Every good horror needs an underlying metaphor in the story that connects with real life and provides the depth to elevate it above being another hackfest or thrill-ride. Think Carrie, Exorcist or Alien. This low-key British film establishes a chilling atmosphere with its wintry setting, has the usual cuts, shocks and gore, and generally plays by the cliché-book - but it's the clever take on the teenager-grownup relationship that makes it so effective. Well worth a look for horror aficionados.
The little tykes are out to get ya!!! It's once more unto the breach for the kiddie gone wrong genre but at least it's more inventive and well-handled in this little seen low-budget British thriller. The acting goes from OK to downright terrible, but the murderous tots are quite good. This just doesn't pretend to be much more than it is, but the sight of little ones (4-5 year olds) killing off their dumb moms & dads has some fucked-up intensity not seen often. Well worth visiting at least once.
Nifty genre effort. Evil kiddies are no strangers to horror cinema, but The Children manages to take the subgenre in a new, interesting direction. The real treat is that it doesn't try to ratchet up the scares with jumps and a hyperactive soundtrack, but with mounting tension and suspense. Well done.

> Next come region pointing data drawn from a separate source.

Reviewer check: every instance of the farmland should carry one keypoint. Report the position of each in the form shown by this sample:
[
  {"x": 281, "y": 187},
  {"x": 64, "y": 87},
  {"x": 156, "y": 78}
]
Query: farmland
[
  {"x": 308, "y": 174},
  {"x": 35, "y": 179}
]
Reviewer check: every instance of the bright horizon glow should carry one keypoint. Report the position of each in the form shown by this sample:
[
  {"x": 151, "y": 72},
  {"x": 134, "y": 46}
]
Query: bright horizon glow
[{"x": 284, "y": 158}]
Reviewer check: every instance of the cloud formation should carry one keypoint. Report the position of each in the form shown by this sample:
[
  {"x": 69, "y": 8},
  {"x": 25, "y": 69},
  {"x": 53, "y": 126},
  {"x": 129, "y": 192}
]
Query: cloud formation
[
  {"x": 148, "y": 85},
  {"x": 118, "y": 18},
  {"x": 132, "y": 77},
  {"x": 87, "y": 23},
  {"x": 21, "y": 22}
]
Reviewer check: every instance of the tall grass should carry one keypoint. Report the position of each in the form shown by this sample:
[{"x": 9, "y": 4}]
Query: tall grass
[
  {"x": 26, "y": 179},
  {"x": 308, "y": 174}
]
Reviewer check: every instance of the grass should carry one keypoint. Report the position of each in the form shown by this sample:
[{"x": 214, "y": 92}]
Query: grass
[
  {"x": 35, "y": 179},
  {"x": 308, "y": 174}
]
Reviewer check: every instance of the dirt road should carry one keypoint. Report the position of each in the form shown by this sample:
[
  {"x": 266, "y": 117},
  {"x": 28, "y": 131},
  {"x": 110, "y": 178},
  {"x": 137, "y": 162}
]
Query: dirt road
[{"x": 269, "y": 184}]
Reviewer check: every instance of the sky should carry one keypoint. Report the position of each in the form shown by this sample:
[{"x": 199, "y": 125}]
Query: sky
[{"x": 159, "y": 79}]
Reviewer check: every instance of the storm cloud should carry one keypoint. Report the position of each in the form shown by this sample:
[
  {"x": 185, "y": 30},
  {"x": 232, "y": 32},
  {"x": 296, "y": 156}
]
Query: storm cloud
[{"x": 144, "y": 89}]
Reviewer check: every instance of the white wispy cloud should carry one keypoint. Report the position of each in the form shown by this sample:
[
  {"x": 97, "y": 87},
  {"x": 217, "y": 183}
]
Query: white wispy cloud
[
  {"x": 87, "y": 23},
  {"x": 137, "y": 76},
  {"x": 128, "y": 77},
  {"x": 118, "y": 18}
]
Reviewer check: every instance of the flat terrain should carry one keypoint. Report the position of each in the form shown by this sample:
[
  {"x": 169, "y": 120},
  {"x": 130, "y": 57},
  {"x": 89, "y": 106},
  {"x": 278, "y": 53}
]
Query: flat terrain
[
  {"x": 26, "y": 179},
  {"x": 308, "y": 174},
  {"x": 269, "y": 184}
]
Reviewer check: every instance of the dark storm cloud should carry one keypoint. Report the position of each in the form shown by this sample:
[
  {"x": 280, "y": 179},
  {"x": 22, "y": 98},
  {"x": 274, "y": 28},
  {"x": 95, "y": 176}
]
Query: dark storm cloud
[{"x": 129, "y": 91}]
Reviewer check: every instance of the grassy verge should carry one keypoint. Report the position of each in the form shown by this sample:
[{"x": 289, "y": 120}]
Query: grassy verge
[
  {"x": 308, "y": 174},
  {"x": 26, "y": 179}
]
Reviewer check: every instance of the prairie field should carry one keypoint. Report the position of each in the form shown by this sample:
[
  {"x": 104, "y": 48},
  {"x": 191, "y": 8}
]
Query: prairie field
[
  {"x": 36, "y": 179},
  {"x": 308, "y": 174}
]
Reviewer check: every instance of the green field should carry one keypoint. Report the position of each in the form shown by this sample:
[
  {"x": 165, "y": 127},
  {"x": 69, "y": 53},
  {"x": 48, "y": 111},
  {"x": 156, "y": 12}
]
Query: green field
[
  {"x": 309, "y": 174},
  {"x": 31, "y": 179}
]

Holy creepy fucking shit. It's made so much worse by the fact that it's children, and a lot of children are creepy to begin with (this coming from a teacher, haha), but the transition from normalcy to fucking insane in the children, brief as it was, is done very well, and I loved how, right up until the end, the film totally played off of a child's ability to manipulate their parents, and adults in general. Superbly crafted. This may very well spark a new obsession for me: Hannah Tointon. Yum.
While the plot and acting were decent if both had been a little better I would consider this a minor horror classic.As is this was a creepy and entertaining horror film that just felt a little underdeveloped.

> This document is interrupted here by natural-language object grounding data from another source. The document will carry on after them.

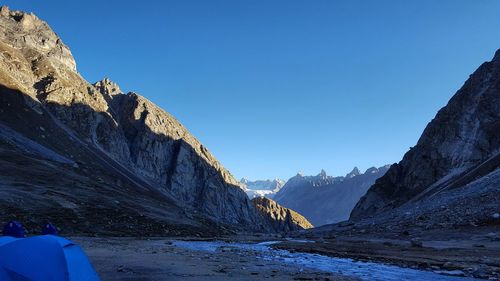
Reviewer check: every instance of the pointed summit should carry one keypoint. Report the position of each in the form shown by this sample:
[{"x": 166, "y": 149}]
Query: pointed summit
[
  {"x": 108, "y": 87},
  {"x": 355, "y": 172},
  {"x": 322, "y": 173}
]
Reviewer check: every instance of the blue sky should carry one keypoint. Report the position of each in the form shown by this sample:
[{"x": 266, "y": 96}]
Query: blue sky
[{"x": 276, "y": 87}]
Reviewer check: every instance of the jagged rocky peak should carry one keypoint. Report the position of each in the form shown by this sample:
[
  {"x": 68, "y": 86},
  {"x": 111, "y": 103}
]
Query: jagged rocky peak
[
  {"x": 322, "y": 174},
  {"x": 355, "y": 172},
  {"x": 463, "y": 136},
  {"x": 26, "y": 31},
  {"x": 107, "y": 87},
  {"x": 278, "y": 217},
  {"x": 131, "y": 130}
]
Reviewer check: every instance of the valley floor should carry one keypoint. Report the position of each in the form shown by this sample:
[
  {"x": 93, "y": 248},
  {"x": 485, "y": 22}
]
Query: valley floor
[
  {"x": 472, "y": 252},
  {"x": 159, "y": 259}
]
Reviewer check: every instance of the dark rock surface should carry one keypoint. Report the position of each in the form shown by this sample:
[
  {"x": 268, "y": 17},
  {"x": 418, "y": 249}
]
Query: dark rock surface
[
  {"x": 461, "y": 144},
  {"x": 278, "y": 217},
  {"x": 95, "y": 160},
  {"x": 323, "y": 199}
]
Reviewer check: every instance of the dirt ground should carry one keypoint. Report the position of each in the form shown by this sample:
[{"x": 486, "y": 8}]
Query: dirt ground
[
  {"x": 473, "y": 253},
  {"x": 156, "y": 259}
]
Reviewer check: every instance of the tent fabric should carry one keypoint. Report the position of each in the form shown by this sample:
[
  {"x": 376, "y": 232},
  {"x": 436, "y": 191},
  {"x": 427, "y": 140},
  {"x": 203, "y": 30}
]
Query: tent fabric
[
  {"x": 14, "y": 229},
  {"x": 44, "y": 258}
]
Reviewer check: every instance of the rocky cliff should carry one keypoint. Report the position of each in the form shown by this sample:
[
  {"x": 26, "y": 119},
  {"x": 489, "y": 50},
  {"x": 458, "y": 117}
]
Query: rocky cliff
[
  {"x": 278, "y": 217},
  {"x": 113, "y": 141},
  {"x": 324, "y": 199},
  {"x": 460, "y": 145}
]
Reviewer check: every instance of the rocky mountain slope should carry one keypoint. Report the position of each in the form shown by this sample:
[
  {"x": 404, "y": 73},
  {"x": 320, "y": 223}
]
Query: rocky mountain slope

This is the kind of horror movie that horror fans like myself would really enjoy. The movie starts off slow enough, especially when getting to know the characters and what they are like, but after that first half hour this movie really picks up the pace and has lots of WTF kind of moments. The children in this movie were more than capable of looking cute at first and then really pulling off that creepy vibe. Well acted and quite an excellent movie. No surprise ending, but all is forgiven.
Superb. Gorgeously and inventively shot. The brilliance of the film, however, lies in the way it's edited, never showing too much and being all the more effective for it. In fact, in many scenes, even though you have a pretty clear idea what happened, the possibility is left open that it could be a misinterpretation. Which is, of course, one of the factors troubling the parents who can't believe what's happening to them. Unsettling stuff.

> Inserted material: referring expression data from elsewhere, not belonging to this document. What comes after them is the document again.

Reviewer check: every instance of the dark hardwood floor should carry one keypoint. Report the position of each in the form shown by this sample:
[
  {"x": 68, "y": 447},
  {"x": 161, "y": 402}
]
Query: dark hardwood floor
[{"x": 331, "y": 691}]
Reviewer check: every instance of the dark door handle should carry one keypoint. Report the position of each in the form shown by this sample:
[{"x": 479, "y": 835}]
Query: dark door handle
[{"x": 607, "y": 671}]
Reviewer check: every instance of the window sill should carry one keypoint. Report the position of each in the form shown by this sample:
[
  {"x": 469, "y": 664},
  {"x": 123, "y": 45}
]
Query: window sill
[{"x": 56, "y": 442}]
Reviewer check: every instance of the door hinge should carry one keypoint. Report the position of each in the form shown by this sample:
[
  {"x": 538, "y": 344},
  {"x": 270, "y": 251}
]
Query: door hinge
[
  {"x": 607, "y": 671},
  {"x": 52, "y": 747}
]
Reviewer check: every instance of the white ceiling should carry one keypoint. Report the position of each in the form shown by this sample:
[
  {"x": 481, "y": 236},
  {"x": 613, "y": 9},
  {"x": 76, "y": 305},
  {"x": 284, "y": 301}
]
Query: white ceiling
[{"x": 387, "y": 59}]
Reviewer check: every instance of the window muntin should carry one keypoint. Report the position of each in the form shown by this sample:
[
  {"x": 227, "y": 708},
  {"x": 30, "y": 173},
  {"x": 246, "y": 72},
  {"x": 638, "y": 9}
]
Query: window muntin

'The Children' is a predictable body snatcher clone, burdened by the retardation of human reactionary patterns, that the poorly though through premise commands: " ... lay in a pool of blood in the snow. MEANWHILE, inside the house, Robbie was strolling about. He picked up a ball from the hallway floor. Someone might slip and get hurt." Grievances aside, making annoying parents murder their own annoying children is a masterstroke. A shame it's sadistic potential is never fully explored.
The Children starts out slow, lets tension build, and then unleashes a terror amongst the characters we've grown to like. There are slight deviations from the usual slasher formula, but the lead characters, except for Casey, are moronic, especially in comparison to the kids haunting them. Some moral questions are brought up, but are somewhat ignored by the actual film. I'll say one thing though, there better not be a sequel for this film, as it doesn't need one.
The generally proficient application of cliches to this "horror weekend" scenario still only results in a sporadically chilly clichefest, wearing wintry self-consciousness and post-Village of the Damned sights of children looking moody like badges of honor. The truth is that instead of channeling parental paranoia and psychology (as Joshua and Orphan did well) through the telling of this woodlands-set grim tale, The Children lacks real context and meaning. It just happens, sans scale.
A bunch of obnoxious middle-class knobheads (topics of conversation: MMR jabs, home-schooling, eco-tourism) get picked off by their own malevolent brats, no doubt driven to kill by the sheer mundanity of their own existence. Straw Dogs meets The Omen, only not as interesting as either of those films. Starts building a nice atmosphere in the opening 20 minutes, but soon gets dragged down by the usual horror clichés. Not terrible, just very predictable.